Might I make the point to Simon that the public will be rather discomfited that you, as the chief exec of NHSX, do not know what Experian is using the data for and what the contract says? I do not know of any medical use Experian would use, other than a data marketing type thing. I accept that you are going to write to us, but the public and somebody like me will be aghast that you, as chief exec, have to write to me and do not know.
Dr Byrne: Before we go to Simon, can I pick up on a point you made there? I think you are right. It is very important that the public know I am their independent champion and am here to protect the patient interest—the public interest. That is absolutely right.
To add to that, perhaps I could reflect on an earlier question you asked. Before I was appointed, I was lucky enough to speak to Dame Fiona Caldicott on several occasions. Of course, in that context she gave me some very helpful advice. That included the importance of navigating the decisions around what one makes private and public. I absolutely agree that I am here to be independent. In terms of this morning’s Committee, I was rather perturbed to be listed, if you like, in the Government session when I am not a member of the Government.

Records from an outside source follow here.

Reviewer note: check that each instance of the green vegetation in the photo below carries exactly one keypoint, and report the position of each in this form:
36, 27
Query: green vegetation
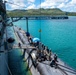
41, 11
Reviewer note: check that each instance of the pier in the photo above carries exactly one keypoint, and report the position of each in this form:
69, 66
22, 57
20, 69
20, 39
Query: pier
39, 17
41, 68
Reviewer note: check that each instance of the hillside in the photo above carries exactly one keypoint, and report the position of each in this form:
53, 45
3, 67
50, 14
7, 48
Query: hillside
40, 11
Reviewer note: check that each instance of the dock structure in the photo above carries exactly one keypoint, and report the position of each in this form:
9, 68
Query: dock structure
40, 68
42, 17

That distinction is very important for my role, and for the public to be able to trust me in the role.
Q85 Chair: You are here to give challenge to the Government, Nicola. That is why you are here.
Dr Byrne: Exactly. That’s what I am here to do.

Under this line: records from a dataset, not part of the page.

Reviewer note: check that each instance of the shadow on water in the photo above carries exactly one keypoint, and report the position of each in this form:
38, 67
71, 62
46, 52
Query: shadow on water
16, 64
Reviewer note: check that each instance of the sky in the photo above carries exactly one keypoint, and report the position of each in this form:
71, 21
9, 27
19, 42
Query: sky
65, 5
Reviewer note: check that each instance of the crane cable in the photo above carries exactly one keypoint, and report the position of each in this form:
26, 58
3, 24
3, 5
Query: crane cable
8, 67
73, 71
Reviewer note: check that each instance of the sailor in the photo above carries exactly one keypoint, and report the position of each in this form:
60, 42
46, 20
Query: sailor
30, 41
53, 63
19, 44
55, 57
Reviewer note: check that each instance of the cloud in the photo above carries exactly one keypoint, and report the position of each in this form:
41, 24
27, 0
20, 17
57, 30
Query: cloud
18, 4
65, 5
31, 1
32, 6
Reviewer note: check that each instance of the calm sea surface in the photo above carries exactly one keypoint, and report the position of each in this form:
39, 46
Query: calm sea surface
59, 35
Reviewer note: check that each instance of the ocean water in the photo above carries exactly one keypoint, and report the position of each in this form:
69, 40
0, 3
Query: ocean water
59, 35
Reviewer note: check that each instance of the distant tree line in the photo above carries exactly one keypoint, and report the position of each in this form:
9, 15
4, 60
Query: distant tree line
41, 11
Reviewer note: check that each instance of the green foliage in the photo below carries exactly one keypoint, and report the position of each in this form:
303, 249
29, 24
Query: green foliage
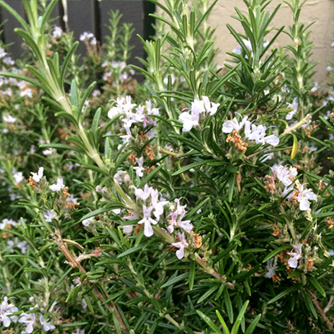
198, 202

Q86 Chair: Rosie, we will have to wrap up soon. I will let Simon Bolton come in because he has a brief comment.
Simon Bolton: I feel that I need to respond to Rosie. First of all, I am the chief executive of NHS Digital and not NHSX, just to be clear about that.
Rosie Cooper: Apologies.
Simon Bolton: We have a lot of data-sharing agreements. I think it is reasonable not to have the detail of all of them. I know, for example, that Experian has public sector contracts with CCGs. It does a lot of work in this space. For example, it did some work with the lung disease charities around lung disease in the Isle of Wight. It does work in this space, but I do not have details of the exact data-sharing agreements that we have in place for Experian.
Rosie Cooper: Thank you.
Chair: Thank you very much. We have come to the end of the session. I just want to make a quick final comment to Lord Bethell, if I may, before we wrap up. We very much appreciate your time this morning. I know that you are going to write back to us with various bits of information that you did not have to hand. Could I ask you to add to that?

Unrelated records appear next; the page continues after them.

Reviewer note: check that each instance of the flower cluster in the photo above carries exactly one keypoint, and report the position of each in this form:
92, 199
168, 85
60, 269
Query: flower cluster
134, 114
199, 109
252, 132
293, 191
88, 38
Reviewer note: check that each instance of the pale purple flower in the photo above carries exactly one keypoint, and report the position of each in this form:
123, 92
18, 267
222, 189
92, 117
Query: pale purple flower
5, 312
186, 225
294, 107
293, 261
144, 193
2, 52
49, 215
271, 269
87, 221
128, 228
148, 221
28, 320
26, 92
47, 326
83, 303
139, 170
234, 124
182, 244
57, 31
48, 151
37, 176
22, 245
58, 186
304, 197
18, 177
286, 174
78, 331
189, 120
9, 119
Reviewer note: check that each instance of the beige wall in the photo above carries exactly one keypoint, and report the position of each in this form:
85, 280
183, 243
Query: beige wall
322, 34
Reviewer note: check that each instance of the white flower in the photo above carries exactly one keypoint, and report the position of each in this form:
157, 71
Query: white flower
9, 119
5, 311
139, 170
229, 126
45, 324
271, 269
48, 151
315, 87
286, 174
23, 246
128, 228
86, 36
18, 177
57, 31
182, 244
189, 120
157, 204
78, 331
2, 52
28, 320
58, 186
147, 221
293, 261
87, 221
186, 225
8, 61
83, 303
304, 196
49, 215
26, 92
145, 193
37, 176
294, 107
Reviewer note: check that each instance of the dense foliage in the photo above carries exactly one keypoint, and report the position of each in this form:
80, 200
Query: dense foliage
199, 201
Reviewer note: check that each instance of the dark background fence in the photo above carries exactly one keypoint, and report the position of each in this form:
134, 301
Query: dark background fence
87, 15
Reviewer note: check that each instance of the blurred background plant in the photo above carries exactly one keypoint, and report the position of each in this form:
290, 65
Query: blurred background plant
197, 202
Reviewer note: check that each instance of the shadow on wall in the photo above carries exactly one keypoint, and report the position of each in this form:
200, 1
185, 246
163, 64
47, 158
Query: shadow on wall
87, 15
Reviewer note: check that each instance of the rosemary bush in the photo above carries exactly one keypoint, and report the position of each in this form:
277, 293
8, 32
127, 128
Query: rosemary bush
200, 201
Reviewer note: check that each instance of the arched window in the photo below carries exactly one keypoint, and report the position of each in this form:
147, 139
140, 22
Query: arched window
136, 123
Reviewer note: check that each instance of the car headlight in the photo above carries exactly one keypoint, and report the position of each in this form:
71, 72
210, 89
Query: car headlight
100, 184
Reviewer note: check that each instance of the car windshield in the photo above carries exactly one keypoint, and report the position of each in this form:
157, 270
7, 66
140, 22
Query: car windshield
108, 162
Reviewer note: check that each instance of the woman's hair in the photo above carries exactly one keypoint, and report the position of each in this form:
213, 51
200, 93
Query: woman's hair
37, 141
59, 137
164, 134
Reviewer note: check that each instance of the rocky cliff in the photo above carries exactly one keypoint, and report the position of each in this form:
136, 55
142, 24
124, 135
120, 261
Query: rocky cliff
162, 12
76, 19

The one thing where there is the most misunderstanding is the question of what the data is going to be used for. In the first session, there was something Nicola Perrin—a supporter of data being used for research purposes—said that was of the biggest concern to me. She said that, although we believe this data is being used for research, a lot of members of the public think it is being used for marketing purposes. What would be very helpful is if you could specify what the data is being used for, and also specify what the checks are and whether there is actually any independence in the checking process, so that the public can really know that the data is only being used as intended.
You are also going to let us know what the Experian contract is about. There was another contract that Barbara Keeley mentioned. Clarification in that area would be extremely helpful.
Thank you all very much for your time, the two Simons, Lord Bethell and Dr Byrne. We really appreciate your helping us to shed some light on this very important issue this morning.